Я утвердительно кивнул. Говорить мне было слишком трудно. Теперь уже она сама переменила тему разговора, и я смог уйти в воспоминания о младенце, брате Викки, так страдавшем давным-давно, в той второй квартире, в которой я жил с Долли.
Дни уходили. Иногда мне казалось — они будут уходить бесконечно, но как-то, в начале ноября, мы вернулись с продолжавшейся целый день охоты на уток и обнаружили, что в наш мир совершено вторжение, нарушившее наш покой. Мы вышли из ялика на причал и оставили на попеченье старого Тома Стокби уток и ружья.
День был очень пасмурным, и над болотами свистел ветер с моря. На полпути к дому Дайана взглянула на террасу и в оцепенении остановилась.
Остановился и я и, следуя за ее взглядом увидел, как навстречу нам шагал О'Рейли.
За ним шел мой лондонский партнер, Хэл Бичер, и я сразу понял, что пришел конец моей драгоценной борозде во времени. Взяв Дайану за руку, я направился с ней к террасе.
— Пол, простите, что я так врываюсь к вам. Добрый вечер, мисс Слейд.
— Добрый вечер, господин Бичер, — ответила Дайана.
Я промолчал, и все мы вошли в дом.
— Может быть, чаю… — заторопилась Дайана. — Пойду скажу миссис Окс.

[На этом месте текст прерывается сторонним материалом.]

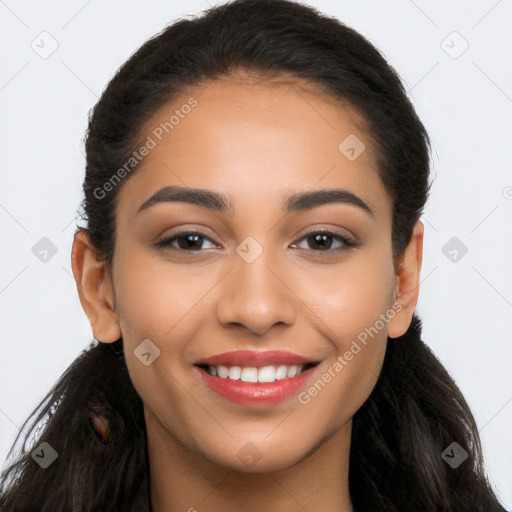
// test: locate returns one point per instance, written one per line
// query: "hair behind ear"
(414, 413)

О'Рейли и Хэл наперебой бросились открыть ей дверь. Победил Хэл. Дверь открылась и захлопнулась снова. В глубине дома замерли шаги Дайаны, и внезапно дух Нью-Йорка стал тихим, угнетающим, и мне захотелось убежать за ней.
— Итак? — сдержанно обратился я к Хэлу.
После неловкой паузы Хэл тихо проговорил:
— Стюарт и Грег Да Коста. Боюсь, что мальчики Джея жаждут вашей крови, Пол. — И, поскольку я, растерявшись, не произнес ни слова, он подал мне телеграмму, пришедшую утром от моего партнера Салливэна из Нью-Йорка.
— Мы заставим вас расплатиться за это, — сказал мне молодой Грегори да Коста на похоронах своего отца в начале года.
Мне не хотелось идти на похороны, но выбора у меня не было. Показалось бы подозрительным, если бы я не пошел, но ни один убийца не чувствовал бы себя более терзаемым своим преступлением, чем я, войдя тот вечер в церковь, и никакое возмездие не могло бы показаться мне более ужасным, чем возвращение моей болезни. Мне было странно думать, что смерть Джея застала меня совершенно врасплох. Это сделало для меня понятным, как плохо я его знал. Моей единственной, неотвязной мыслью на похоронах была мысль о том, как горевала бы Викки, будь она жива, но если бы Викки была жива, я никогда не впутался бы в дела Роберто Сальседо из «Моргидж Бэнк зе Эндиз».
Сразу после смерти Викки мы с Сильвией провели два года в Европе. У меня не было больше никаких сил работать рядом с Джеем, а война послужила хорошим предлогом заняться делами фирмы в Лондоне. Англия страшно нуждалась в капитале, и наш банк был глубоко вовлечен в область военных займов.